No landing: il mercato azionario può ora consolidare

Gaetano Evangelista Gaetano Evangelista - 21/02/2023 10:19

L'economia non entrerà in recessione: ormai è stato raggiunto il consenso su questo aspetto. Le borse, che negli ultimi quattro mesi hanno proposto un lieto epilogo, paradossalmente ora ne potrebbero approfittare per tirare il fiato. Fino a quando è facilmente calcolabile.

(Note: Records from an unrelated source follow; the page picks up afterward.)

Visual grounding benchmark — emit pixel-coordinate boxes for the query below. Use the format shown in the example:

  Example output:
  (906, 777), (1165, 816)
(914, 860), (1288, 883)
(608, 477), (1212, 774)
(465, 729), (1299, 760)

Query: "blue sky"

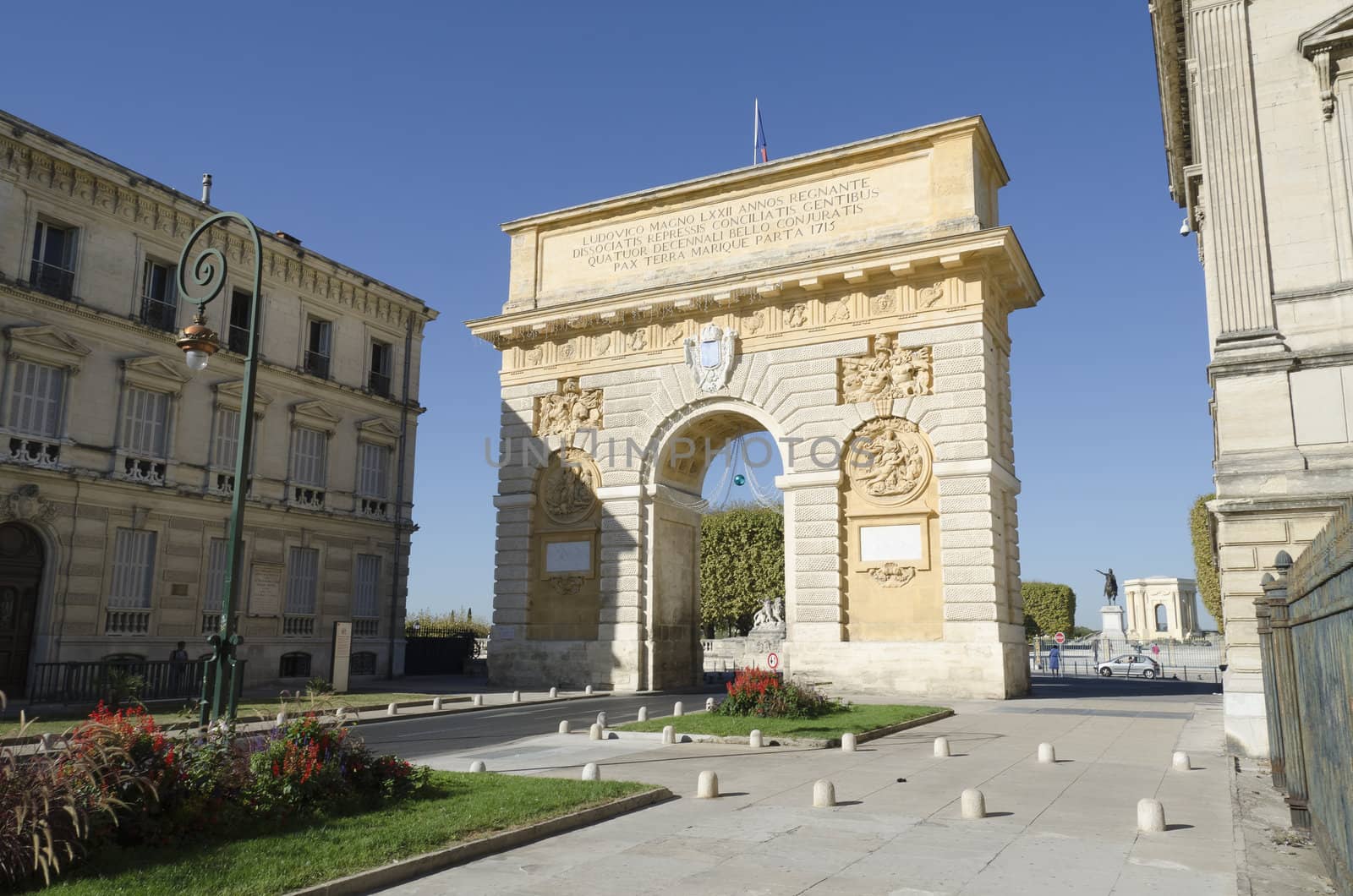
(8, 0), (1213, 626)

Nonostante un’inflazione che rialza la testa su diverse misurazioni, una Fed che di conseguenza si riscopre hawkish, tassi e dollaro in risalita; Wall Street termina la settimana sostanzialmente invariata, mentre gli indici europei più importanti migliorano i massimi annuali e talvolta (CAC40, FTSE 100 e All Share Italia nella versione total return) storici. Questo fornisce la misura della resilienza del mercato, capace finora di assorbire agevolmente le prese di beneficio conseguite fisiologicamente ad un inizio d’anno scoppiettante.

C’è una novità nella politica monetaria americana: la prospettiva di un terzo aumento del Fed Funds rate dopo quello scontato di maggio è data adesso al 62%; al 18% la probabilità che in occasione del FOMC di marzo Powell torni ai 50 punti base di inasprimento. L’anno scorso il mercato azionario in simili circostanze sarebbe crollato: a dimostrazione del fatto che stia ben digerendo la prospettiva dell’higher for longer.

Così, mentre molti investitori anticipavano e quasi confidavano in una prossima recessione, dividendosi fra le alternative di un atterraggio brusco o morbido, l’economia è ripartita beffando chi sperava di forzare un pivot dovish: no landing, almeno per ora, in barba quella inclinazione negativa della curva dei rendimenti che proprio non vuole rientrare (e che anche per questo suscita timori di “guasto”). E non è questa l’unica anomalia.

Prendiamo il dollaro: il ribasso del biglietto verde dalla fine di settembre ad inizio febbraio, è stato salutato con favore dalla sovraperformance delle società americane internazionalmente orientate: salite del 27%, rispetto al +15% messo a segno dalle società rivolte prevalentemente al mercato interno. Suona ragionevole. Meno la performance analoga (rispettivamente, -2.2 e -2.1%) realizzata da allora: come se gli investitori non giudicassero sostenibile il rimbalzo della divisa americana messo a segno nel frattempo.

Queste considerazioni cadono nel momento in cui i mercati americani si concedono la pausa del President Day, che dovrebbe inaugurare una fase di consolidamento, come noto da tempo. Vale anche per il nostro listino, che sul finire della scorsa settimana ha sperimentato una compressione della ampiezza di mercato. Restano fermi i target temporali e di prezzo di questo probabile aggiustamento, prima del ripristino dell'uptrend verso gli obiettivi delineati nel 2023 Yearly Outlook.